Walsall Council is preparing to take legal action in the High Court against a national housing developer to protect the interests of its residents.

Countryside Properties UK is in breach of a Section 106 planning agreement intended to hand control of open spaces to residents in a recently built estate of 205 new homes at Darlaston. All properties on the Wards Keep site in Heathfield Lane West in Darlaston have now been sold.

The council has written to Countryside Properties UK, part of the Vistry Group, citing 10 separate breaches of the agreement signed when planning permission was granted in 2018. Despite having signed the legal agreement, the developer failed to hand over the land and management of the open spaces and continued to build the properties in breach of planning control.

This includes eight houses that do not conform with the original plans for the development.

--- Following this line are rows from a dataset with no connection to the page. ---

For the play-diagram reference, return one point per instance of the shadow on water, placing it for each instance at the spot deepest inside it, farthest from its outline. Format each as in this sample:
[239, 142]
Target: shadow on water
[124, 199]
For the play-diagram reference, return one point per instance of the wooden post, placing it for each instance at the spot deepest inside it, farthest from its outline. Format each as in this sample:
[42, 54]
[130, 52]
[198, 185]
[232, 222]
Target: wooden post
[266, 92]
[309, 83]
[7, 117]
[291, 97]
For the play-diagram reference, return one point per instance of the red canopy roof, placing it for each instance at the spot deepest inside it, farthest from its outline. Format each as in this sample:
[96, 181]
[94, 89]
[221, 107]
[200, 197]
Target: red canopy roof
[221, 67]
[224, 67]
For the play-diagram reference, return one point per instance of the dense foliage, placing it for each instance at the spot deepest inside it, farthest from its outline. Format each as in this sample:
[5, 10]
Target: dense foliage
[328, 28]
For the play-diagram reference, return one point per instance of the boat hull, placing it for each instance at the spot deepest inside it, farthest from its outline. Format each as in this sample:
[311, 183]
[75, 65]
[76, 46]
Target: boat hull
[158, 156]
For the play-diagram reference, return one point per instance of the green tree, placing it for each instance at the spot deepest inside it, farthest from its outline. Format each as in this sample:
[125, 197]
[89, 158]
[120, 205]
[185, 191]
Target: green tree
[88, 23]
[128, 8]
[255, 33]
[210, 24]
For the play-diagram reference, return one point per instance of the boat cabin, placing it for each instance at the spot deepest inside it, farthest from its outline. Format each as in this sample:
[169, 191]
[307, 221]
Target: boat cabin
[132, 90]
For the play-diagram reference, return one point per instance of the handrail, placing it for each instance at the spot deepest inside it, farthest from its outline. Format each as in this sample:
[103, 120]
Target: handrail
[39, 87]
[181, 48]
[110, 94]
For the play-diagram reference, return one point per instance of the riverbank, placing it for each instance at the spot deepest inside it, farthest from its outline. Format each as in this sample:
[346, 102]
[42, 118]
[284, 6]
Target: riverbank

The developer has 28 days to comply with the legal agreement or face the council’s claim for an injunction and substantial costs. If the developer fails to comply with the council’s pre-action letter, the council will ask the High Court to grant an injunction to force Countryside Properties UK to comply with its planning obligations.

If an injunction is granted, the developer will be required to hand over ownership of the land and management of the open spaces to a management company. The developer will have to put in place an open space management plan agreed by the residents, who will be members of the management company. Councillor Adrian Andrew, Deputy Leader and Portfolio Holder for Regeneration at Walsall Council, said:

“We have entered into significant and lengthy negotiations with the developer in an effort to try and resolve the situation by agreement. Unfortunately, we have had to prepare to take this action as the developer has consistently failed to remedy the situation and has now chosen not to co-operate with us.

“The residents of these homes were unaware until recently that they had signed up to an incorrect management company arrangement whereby the developer has ultimate control and has the ability to seek unlimited charges and can even evict occupiers for non-payment. This is unacceptable and unfair to residents.

"We have been left with no choice but to prepare to seek an injunction against non-compliance with the Section 106 agreement and the later planning application will no longer be progressed if the developer fails to resolve the issues.

"We have written to all affected properties, so residents are aware of the situation caused by the developer.”